The Pensioner remembered what took place in his early years, but he lost his reckoning many times a day upon what was going on in the town. He loved to tell stories, and Paul was a willing listener. Pleasant winter-evenings they had in the old kitchen, the hickory logs blazing on the hearth, the tea-kettle singing through its nose, the clock ticking soberly, the old Pensioner smoking his pipe in the arm-chair, Paul's mother knitting,—Bruno by Paul's side, wagging his tail and watching Muff in the opposite corner rolling her great round yellow eyes. Bruno was always ready to give Muff battle whenever Paul tipped him the wink to pitch in.
The Pensioner's stories were of his boyhood,—how he joined the army, and fought the battles of the Revolution. Thus his story ran.
"I was only a little bigger than you are, Paul," he said, "when the red-coats began the war at Lexington. I lived in old Connecticut then; that was a long time before we came out here. The meeting-house bell rung, and the people blew their dinner-horns, till the whole town was alarmed. I ran up to the meeting-house and found the militia forming. The men had their guns and powder-horns. The women were at work melting their pewter porringers into bullets. I wasn't o'd enough to train, but I could fire a gun and bring down a squirrel from the top of a tree. I wanted to go and help drive the red-coats into the ocean. I asked mother if I might. I was afraid that she didn't want me to go. 'Why, Paul,' says she, 'you haven't any clothes.' 'Mother,' says I, 'I can shoot a red-coat just as well as any of the men can.' Says she, 'Do you want to go, Paul?' 'Yes, mother.' 'Then you shall go; I'll fix you out,' she said. As I hadn't any coat she took a meal-bag, cut a hole for my head in the bottom, and made holes for my arms in the sides, cut off a pair of her own stocking-legs, and sewed them on for sleeves, and I was rigged. I took the old gun which father carried at Ticonderoga, and the powder-horn, and started. There is the gun and the horn, Paul, hanging up over the fireplace.

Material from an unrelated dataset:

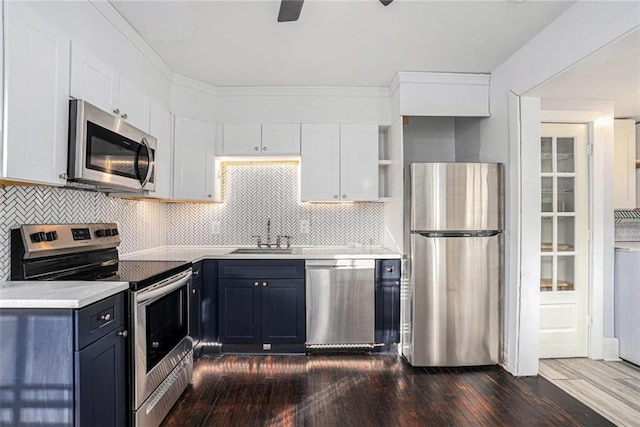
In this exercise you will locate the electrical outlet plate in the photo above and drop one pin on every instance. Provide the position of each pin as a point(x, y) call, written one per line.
point(215, 227)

"The red-coats had got back to Boston, but we cooped them up. Our company was in Colonel Knowlton's regiment. I carried the flag, which said, Qui transtulit sustinet. I don't know anything about Latin, but those who do say it means that God who hath transported us hither will sustain us; and that is true, Paul. He sustained us at Bunker Hill, and we should have held it if our powder had not given out. Our regiment was by a rail-fence on the northeast side of the hill. Stark, with his New Hampshire boys, was by the river. Prescott was in the redoubt on the top of the hill. Old Put kept walking up and down the lines. This is the way it was, Paul."
The Pensioner laid aside his pipe, bent forward, and traced upon the hearth the positions of the troops.

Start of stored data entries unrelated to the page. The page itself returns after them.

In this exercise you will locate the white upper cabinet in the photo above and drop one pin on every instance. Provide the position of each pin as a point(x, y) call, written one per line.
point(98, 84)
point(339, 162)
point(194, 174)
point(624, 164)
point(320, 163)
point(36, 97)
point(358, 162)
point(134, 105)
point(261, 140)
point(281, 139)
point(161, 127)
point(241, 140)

"There is the redoubt; here is the rail-fence; there is where the red-coats formed their lines. They came up in front of us here. We didn't fire a gun till they got close to us. I'll show you how the fire ran down the line."
He took down the horn, pulled out the stopper, held his finger over the tip, and made a trail of powder.
"There, Paul, that is by the fence. As the red-coats came up, some of us began to be uneasy and wanted to fire; but Old Put kept saying, 'Don't fire yet! Wait till you can see the white of their eyes! Aim at their belts!'"
While the Pensioner was saying this, he took the tongs and picked a live coal from the fire.